This package provides interactive visualizations of probabilistc models' inherent uncertainty in the prior and posterior sample space.
These visualizations are intented for interactive exploration of the uncertainty in Bayesian probabilistic models and enhancement of their interpretability.
- Probabilistic models are expressed in a Probabilistic Programming Language (PPL), and
- A sample-based inference algorithm is used for the inference (e.g. MCMC).
The visualizations provided by this package take as an input a zip file in the .npz format.

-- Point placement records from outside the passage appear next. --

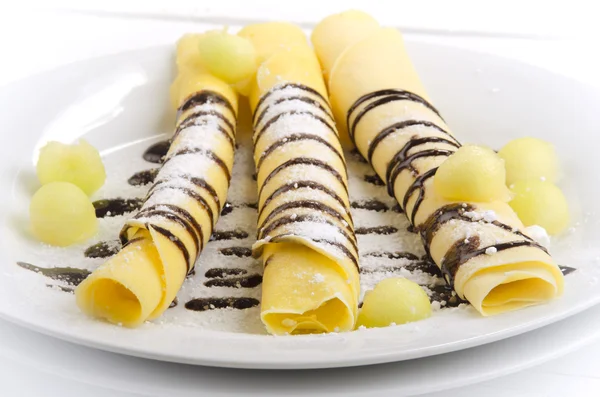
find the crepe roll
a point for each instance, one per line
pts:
(377, 97)
(163, 240)
(306, 237)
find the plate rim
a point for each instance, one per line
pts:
(274, 362)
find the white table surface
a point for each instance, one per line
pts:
(33, 40)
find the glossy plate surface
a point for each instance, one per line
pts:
(120, 99)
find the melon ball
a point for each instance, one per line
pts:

This file contains a description of the model's structure and the inference results (MCMC samples) in a standardized form of a collection of npy arrays and metadata (in a json format). The arviz_json package creates this standardized output of probabilistic models expressed in PyMC3. For more details about the standardization of the IPME input see Taka et al. 2020.

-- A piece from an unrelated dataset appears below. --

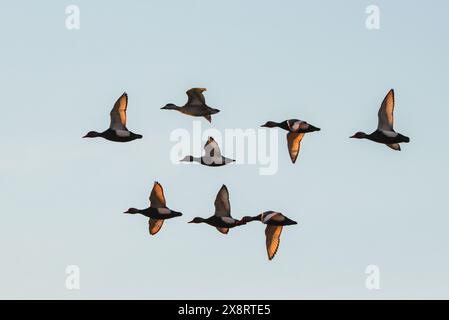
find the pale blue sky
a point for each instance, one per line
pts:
(358, 203)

The following figure presents the pipeline for the automatic transformation of a probabilistic model expressed in a PPL and its sample-based inference results into the standardized .npz file.
The following probabilistic statements describe the drivers' reaction times model under sleep-deprivation conditions for 10 consecutive days and 18 lorry drivers. This is a hierarchical linear regression probabilistic model. The problem and data for this model retrieved from Belenky et al. 2003.

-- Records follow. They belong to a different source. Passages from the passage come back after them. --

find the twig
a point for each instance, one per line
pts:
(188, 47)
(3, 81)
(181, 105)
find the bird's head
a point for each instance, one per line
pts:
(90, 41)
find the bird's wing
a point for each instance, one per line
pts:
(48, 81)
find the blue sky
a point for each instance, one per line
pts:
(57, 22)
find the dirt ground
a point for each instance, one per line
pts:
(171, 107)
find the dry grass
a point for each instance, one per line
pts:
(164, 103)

The IPME representation of the model is presented in the following figure. See more details about this representation in Taka et al. 2020. A demo of this visualization can be found in my talk to PyMCON 2020.
import ipme
"""
mode: String in {'i','s'} for interactive or static
vars: 'all' or List of variable names e.g. ['a','b']
spaces: String in {'all','prior','posterior'} or List of spaces e.g. ['prior','posterior']
predictive_checks: List of observed variables names
"""
ipme.graph("reaction_times_hierarchical.npz", mode = "i", vars = 'all', spaces = 'all', predictive_checks = ['y_pred'])
github_ipme.mp4
The IPP representation of the model is presented in the following figure. This visualization was introduced and evaluated in Taka et al. 2022.
import ipme
"""
mode: String in {'i','s'} for interactive or static
vars: List of variable names e.g. ['a','b']
spaces: String in {'all','prior','posterior'} or List of spaces e.g. ['prior','posterior']
"""
ipme.scatter_matrix('reaction_times_hierarchical.npz', mode = "i", vars = ['sigma_a','sigma_b','sigma_sigma','mu_a','mu_b','sigma','a','b','y_pred'], spaces = 'all')
github_ipp.mp4
The folder /examples
in this repository includes some examples of use. The examples illustrates the definition of Bayesian probabilistic models and running of sample-based inference in PyMC3. The examples are organized per problem. Each problem's directory includes the following Python scripts:
model.py
: includes the definition of the model in PyMC3, and exports the inference data into a .npz file.ipme.py
: demonstrates the use of the ipme package for the visualization of the model.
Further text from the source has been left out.